Example 1. Three Connected Points
Here are three connected points.
3
6
0 1 1
1 0 1
0 2 1
2 0 1
1 2 1
2 1 1
Results.
[ [ 0 1 1 ]
[ 1 0 1 ]
[ 1 1 0 ] ] 3x3
Vertices in Max Clique:
0 1 2
Example 2. Three Points,Not Fully Connected.
3
4
0 1 1
1 0 1
0 2 1
2 0 1
Results.
[ [ 0 1 1 ]
[ 1 0 0 ]
[ 1 0 0 ] ] 3x3
Vertices in Max Clique:
0 2
Example 3. Three Points, No Edges
3
0
That's the entire file. Here are the results. A single point is a clique of 1.
[ [ 0 0 0 ]
[ 0 0 0 ]
[ 0 0 0 ] ] 3x3
Vertices in Max Clique:
2
Example 4. The House
This has 5 points and if you draw it on paper, it kinda looks like a house.
5
16
0 1 1
1 0 1
0 4 1
4 0 1
1 2 1
2 1 1
1 4 1
4 1 1
1 3 1
3 1 1
4 2 1
2 4 1
2 3 1
3 2 1
4 3 1
3 4 1
Four of the points in this graph are fully connected.
[ [ 0 1 0 0 1 ]
[ 1 0 1 1 1 ]
[ 0 1 0 1 1 ]
[ 0 1 1 0 1 ]
[ 1 1 1 1 0 ] ] 5x5
Vertices in Max Clique:
1 2 3 4
Example 5. A randomly generated graph.
I created this graph with my script.

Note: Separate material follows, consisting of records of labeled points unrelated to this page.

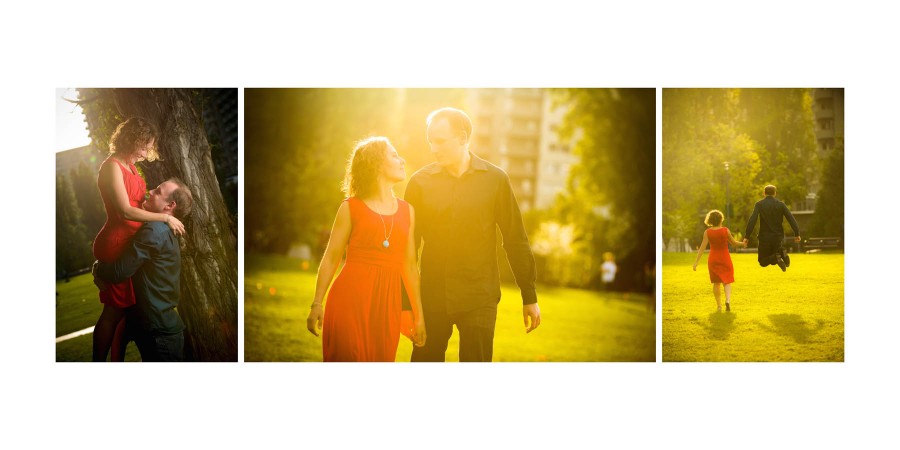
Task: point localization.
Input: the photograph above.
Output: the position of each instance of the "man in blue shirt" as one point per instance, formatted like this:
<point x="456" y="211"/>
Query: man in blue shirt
<point x="153" y="262"/>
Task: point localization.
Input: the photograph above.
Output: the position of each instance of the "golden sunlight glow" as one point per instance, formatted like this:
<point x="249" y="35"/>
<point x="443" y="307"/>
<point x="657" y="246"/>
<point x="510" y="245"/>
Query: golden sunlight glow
<point x="71" y="129"/>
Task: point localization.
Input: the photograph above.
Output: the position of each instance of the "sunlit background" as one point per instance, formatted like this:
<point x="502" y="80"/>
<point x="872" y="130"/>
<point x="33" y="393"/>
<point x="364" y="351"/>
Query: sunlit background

It has 10 points and 30 edges (each edge is listed twice).
10
60
2 3 1
3 2 1
2 9 1
9 2 1
0 4 1
4 0 1
2 4 1
4 2 1
4 7 1
7 4 1
3 9 1
9 3 1
5 3 1
3 5 1
1 8 1
8 1 1
5 2 1
2 5 1
7 5 1
5 7 1
9 4 1
4 9 1
3 8 1
8 3 1
7 0 1
0 7 1
5 8 1
8 5 1
7 3 1
3 7 1
6 4 1
4 6 1
9 7 1
7 9 1
6 3 1
3 6 1
2 1 1
1 2 1
0 8 1
8 0 1
1 3 1
3 1 1
4 8 1
8 4 1
5 4 1
4 5 1
5 1 1
1 5 1
7 8 1
8 7 1
9 6 1
6 9 1
1 7 1
7 1 1
8 6 1
6 8 1
2 7 1
7 2 1
6 2 1
2 6 1
Results.
[ [ 0 0 0 0 1 0 0 1 1 0 ]
[ 0 0 1 1 0 1 0 1 1 0 ]
[ 0 1 0 1 1 1 1 1 0 1 ]
[ 0 1 1 0 0 1 1 1 1 1 ]
[ 1 0 1 0 0 1 1 1 1 1 ]
[ 0 1 1 1 1 0 0 1 1 0 ]
[ 0 0 1 1 1 0 0 0 1 1 ]
[ 1 1 1 1 1 1 0 0 1 1 ]
[ 1 1 0 1 1 1 1 1 0 0 ]
[ 0 0 1 1 1 0 1 1 0 0 ] ] 10x10
Vertices in Max Clique:
1 3 5 7 8
Turn it in
Upload a zip file containing the files that use used or wrote yourself to the drop box on D2L:
Make sure your name, CSCI 4270, and the Programming Assignment Number appear in comments in all of your files.
Note: NO CREDIT will be given to programming assignments that do not compile.
Make sure you have compiled and tested your program before handing it in.